Just when I was thinking, gee, it’s been a long time since I reviewed an El Camino, in fact, maybe I never have…. two popped up! On the right is a 1977 with a new engine, and on the left we have an ’81, with an engine installed 80,000 miles ago. Mike sent us the tip on the ’77, while Mitchell G sent the ’81 our way. Both are on craigslist, with vastly different prices: the seller of the ’77 wants $8500, and it’s located in Larkspur, Colorado, while the ’81 will cost its new owner just $2000, and it’s located in Hackensack, New Jersey.
The El Camino belonged to the “coupe utility” niche, created in 1934 in Australia when a farmer’s wife asked for a car that would take the family to church on Sunday and still haul their pigs to market on Monday. Studebaker, Terraplane, then Ford and Chevrolet all flirted with the body style. Chevy’s solution was introduced in 1959, based on a Brookwood station wagon platform. It played second fiddle to Ford’s swanky Ranchero, which had arrived in 1957. Chevy killed the model after only two years. Reconsidering how it addressed the market, Chevy brought out a new El Camino in 1964 based on the Chevelle; this time, it was aimed at the utility buyer, offering only V6s and small V8s as options along with austere sheet metal. Buyers bit: about 137,000 copies were sold in the four years of that second-gen production run, and the count rapidly climbed to well over 45k a year as the years passed. The ’81 has plenty of surface rust in the bed, and the floor pans are said to be rusted out; the ’77 wears a hydraulically-assisted bed topper.

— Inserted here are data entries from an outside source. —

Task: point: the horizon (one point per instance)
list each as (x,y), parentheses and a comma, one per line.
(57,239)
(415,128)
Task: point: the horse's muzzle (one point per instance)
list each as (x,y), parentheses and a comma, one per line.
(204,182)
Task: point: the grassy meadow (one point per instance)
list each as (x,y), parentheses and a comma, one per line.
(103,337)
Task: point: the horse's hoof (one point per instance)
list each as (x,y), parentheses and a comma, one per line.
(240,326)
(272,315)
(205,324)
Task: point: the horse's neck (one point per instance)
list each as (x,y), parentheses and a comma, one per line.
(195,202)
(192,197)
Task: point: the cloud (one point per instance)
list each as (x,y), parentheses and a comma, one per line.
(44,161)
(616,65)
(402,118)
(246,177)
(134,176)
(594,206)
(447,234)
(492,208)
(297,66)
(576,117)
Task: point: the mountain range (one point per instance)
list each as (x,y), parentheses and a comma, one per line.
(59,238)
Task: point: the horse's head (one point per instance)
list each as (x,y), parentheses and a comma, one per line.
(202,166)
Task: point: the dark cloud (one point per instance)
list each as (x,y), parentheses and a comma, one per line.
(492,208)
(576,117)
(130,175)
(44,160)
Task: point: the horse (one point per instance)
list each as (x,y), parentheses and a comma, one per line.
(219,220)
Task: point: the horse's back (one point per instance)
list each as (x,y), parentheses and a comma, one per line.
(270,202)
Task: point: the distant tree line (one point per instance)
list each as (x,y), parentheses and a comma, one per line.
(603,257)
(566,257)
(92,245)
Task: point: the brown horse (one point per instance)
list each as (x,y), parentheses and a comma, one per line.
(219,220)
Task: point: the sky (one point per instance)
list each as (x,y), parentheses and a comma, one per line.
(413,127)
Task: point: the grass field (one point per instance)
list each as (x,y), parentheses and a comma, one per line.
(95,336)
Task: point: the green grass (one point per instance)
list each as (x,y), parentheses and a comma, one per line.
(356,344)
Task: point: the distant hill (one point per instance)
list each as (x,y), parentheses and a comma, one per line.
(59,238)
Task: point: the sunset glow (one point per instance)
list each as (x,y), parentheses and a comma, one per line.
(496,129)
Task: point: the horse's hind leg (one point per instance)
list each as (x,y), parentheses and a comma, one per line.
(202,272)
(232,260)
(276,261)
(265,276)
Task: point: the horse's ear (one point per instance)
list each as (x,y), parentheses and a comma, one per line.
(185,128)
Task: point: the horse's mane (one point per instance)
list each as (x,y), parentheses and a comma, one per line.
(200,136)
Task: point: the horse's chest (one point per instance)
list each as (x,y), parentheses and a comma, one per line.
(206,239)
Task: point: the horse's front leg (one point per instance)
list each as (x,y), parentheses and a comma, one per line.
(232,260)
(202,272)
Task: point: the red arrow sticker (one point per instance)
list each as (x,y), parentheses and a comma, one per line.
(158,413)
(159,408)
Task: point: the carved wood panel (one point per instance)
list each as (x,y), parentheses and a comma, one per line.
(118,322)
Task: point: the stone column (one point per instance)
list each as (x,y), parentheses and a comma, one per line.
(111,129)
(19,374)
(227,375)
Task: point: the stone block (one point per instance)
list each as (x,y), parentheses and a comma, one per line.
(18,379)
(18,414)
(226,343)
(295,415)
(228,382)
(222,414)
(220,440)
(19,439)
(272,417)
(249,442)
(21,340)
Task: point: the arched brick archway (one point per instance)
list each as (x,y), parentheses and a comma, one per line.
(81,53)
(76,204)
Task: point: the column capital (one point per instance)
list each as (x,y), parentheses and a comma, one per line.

Here we have the ’81 on the right again, and the ’77 on the left. We can tell at a glance who has been the better caretaker. The later car’s dash is cracked, the headrest is missing on the driver’s side, the carpet is torn, the seat belts are sagging. This is the car with rust in the floors…
No one wanted to provide an engine photo, unfortunately. In these model years, a variety of V6s and V8s were available. The ’77 has a brand new V8 backed by an automatic; it runs and drives well. Over in New Jersey, the ’81 has a 350 cu. in. V8 Goodwrench motor with 80k miles on it. Meanwhile, finding an original El Camino is nigh impossible; many have been modernized in one way or another, including with big engines never found in this model – these tend to bring the best money. This nice ’72 sold for just under $7000 – punctuating the ’77 seller’s ask of $8500 with a question mark. Which of these would you choose?
Which of these would you choose?
Neither. Both are priced about right given their conditions, but I’d hold out for the 1964-1972 models.
The ’81’s posting has been pulled.
I love a which-would-you-take article – nice work, Michelle!
I wouldn’t choose either one.. Union gospel mission motors in Spokane Washington has 3 two of them are in better shape than these things and they are all listed cheaper so if I was going to tackle a El Slowmino I would get to Spokane
Had a 73 SS BB w/2:72 gears. Nothing “slow” about it. Just ask the US Border Patrol. It outran them and their Motorola circa 1977 in south Texas.